Ich tanzte & tanzte, der Boden wurde mir leicht, wurde mir Luft & Schwerelosigkeit. Ich tanzte ohne Unterbrechung. Immer wieder begegneten mir dabei Blicke, die kreuzten mich wie Schiffe das Meer, durchkreuzten mich, schwankend & tosend, die sanken am Grund meiner Augen. Hier war einer, ganz blond & ganz dünn, der schaute so ernst beim Wippen der Hüften, da musste ich lachen, & hier: der Ältere, im weißen T-Shirt & darunter: ringelnde Haare, der lächelte als schliffe er Messer mit seinen Zähnen, der tanzte so leidenschaftlich, ich dachte, der Boden entzünde sich unter seinen Schuhen, & hier: einer, der war ganz unauffällig, der schob sich dicht an den Rand des Dancefloors, hielt sich fest an seinem Bier, ein echter Beckenrandschwimmer, der sah mich an, & wieder, & wieder, der ging mir nach & zwischen die Leute, bis er hinter mir stand.
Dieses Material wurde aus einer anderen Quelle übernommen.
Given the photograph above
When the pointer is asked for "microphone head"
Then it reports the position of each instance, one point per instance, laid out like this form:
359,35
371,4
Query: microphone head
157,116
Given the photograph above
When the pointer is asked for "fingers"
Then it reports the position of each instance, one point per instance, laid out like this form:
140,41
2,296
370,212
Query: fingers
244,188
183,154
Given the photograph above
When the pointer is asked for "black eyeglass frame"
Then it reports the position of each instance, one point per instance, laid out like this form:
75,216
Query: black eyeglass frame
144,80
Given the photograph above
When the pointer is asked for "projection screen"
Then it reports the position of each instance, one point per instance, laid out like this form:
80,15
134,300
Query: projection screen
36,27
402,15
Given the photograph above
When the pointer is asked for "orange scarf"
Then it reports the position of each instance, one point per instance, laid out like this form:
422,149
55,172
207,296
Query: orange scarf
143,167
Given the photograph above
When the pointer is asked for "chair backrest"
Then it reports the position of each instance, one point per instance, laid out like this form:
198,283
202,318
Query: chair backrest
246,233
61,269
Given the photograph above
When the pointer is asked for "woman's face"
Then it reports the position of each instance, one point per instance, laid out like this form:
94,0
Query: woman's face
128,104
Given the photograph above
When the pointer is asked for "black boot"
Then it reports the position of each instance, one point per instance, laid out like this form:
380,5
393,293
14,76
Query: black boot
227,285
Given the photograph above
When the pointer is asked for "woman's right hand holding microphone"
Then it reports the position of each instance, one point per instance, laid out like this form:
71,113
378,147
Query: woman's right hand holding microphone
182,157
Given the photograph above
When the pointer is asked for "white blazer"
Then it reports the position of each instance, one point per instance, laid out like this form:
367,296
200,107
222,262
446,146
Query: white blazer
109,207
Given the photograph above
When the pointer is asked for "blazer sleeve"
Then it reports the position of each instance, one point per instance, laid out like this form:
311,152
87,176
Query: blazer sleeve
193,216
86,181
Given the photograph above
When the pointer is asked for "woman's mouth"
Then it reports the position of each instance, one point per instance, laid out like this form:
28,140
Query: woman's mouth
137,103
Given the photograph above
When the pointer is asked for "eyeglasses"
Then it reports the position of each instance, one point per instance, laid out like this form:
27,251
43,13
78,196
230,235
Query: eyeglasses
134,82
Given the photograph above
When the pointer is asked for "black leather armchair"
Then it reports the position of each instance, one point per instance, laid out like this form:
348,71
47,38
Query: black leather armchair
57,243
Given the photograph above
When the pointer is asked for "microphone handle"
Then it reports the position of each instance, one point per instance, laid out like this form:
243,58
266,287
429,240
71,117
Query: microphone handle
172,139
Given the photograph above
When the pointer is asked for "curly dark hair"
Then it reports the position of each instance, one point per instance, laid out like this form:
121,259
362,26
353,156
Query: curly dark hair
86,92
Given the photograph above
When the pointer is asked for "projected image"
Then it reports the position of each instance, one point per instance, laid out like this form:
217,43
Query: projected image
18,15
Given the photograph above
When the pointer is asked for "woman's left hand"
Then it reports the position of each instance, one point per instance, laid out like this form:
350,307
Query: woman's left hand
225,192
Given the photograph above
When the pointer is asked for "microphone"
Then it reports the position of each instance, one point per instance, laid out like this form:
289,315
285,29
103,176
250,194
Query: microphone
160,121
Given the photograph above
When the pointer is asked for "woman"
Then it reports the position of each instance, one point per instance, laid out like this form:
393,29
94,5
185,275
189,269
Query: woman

Hi. Ja, hi.
Pause.
Ein schiefes Lächeln, ein Lauern im Blick.
Küssen, ihn küssen, das heißt: Verschwinden im Geborgten.
Untergehen mit allen Schiffen.
Wir sprachen nicht viel am Anfang, wir hielten uns bloß, küssten uns, das war wie ein Luftschnappen, wir schnappten einander nach & atmeten uns, erst ein, dann aus, & als das Licht anging, taumelten wir raus in die Nacht, die finster war & ohne Gedanken. Wohin? Zu mir! Im Bus stellten wir uns vor, hörten der Stimme des anderen nach, klopften die Tonlagen ab. Das also ist einer, der lebt, lebt, lebt, der hat einen Namen, sucht einen Job, der geht nach Wiesbaden, so so, na, in so einen verliebt man sich nicht, nee, sorry, ich schlaf nicht mit dir. Wir spielten miteinander, sagten das eine, meinten das andere, lachten selig, er in seinem Alkohol, ich in meinem MDMA. Am Hackeschen Markt standen wir schließlich in Kälte & Schatten & warteten an der Bushaltestelle auf die richtige Richtung; ich wollte ihn, wollte ihn besitzen, wollte besessen werden, wollte – alles. & er wollte mehr. Aber nein, ich schlaf nicht mit dir. Ich drückte meinen Kopf gegen seinen Bauch, denn er stand vor mir & umarmte mich ganz & er war warm, fast heiß, & als der Bus kam, da nahm ich ihn mit.
Wir stürzten einander nach in mein Bett, & träumten lichterne Träume.
Am nächsten Morgen saß H. in der Ecke, wo ich immer sitze, & trank seinen Kaffee. Als ich nach der Arbeit nach Hause kam, war das Bett ungemacht & die Tasse stand schief auf einem der Bücher. Ich sehnte mich seiner, seiner Hände & Lippen, seinem Erdmännchenkörper. Er kam noch am gleichen Abend wieder.
Von 0 auf 100 in wenigen Stunden: Wir gingen aus miteinander & tanzten, wir tranken. Nachts ließen wir uns nicht los, nie, sondern sprachen leise über Musik, über die Bands, die wir liebten, & über das Scheitern alter Lebensentwürfe, von gebrochenen Herzen. Wir sprachen über den Sturm namens Berlin, über Wiesbaden & das Theater, wo H. anfangen würde zu arbeiten (schon das allein, ein Stich!), & über das richtige Essen. Wir? Ich. Er. Jeder sprach über sich selbst & meinte damit den andren. Auf seiner Couch lagen wir, er auf mir & die Beine unrettbar verknotet, & aßen die Plätzchen seiner Großmutter aus einer goldenen Schachtel; da waren Filme & YouTube-Videos & immer die Musik.
Liebe? Eine Probe zur Liebe, eine Testversion. Etwas, das man zurückgibt, weil’s einem vielleicht doch zu eng ist am Hals.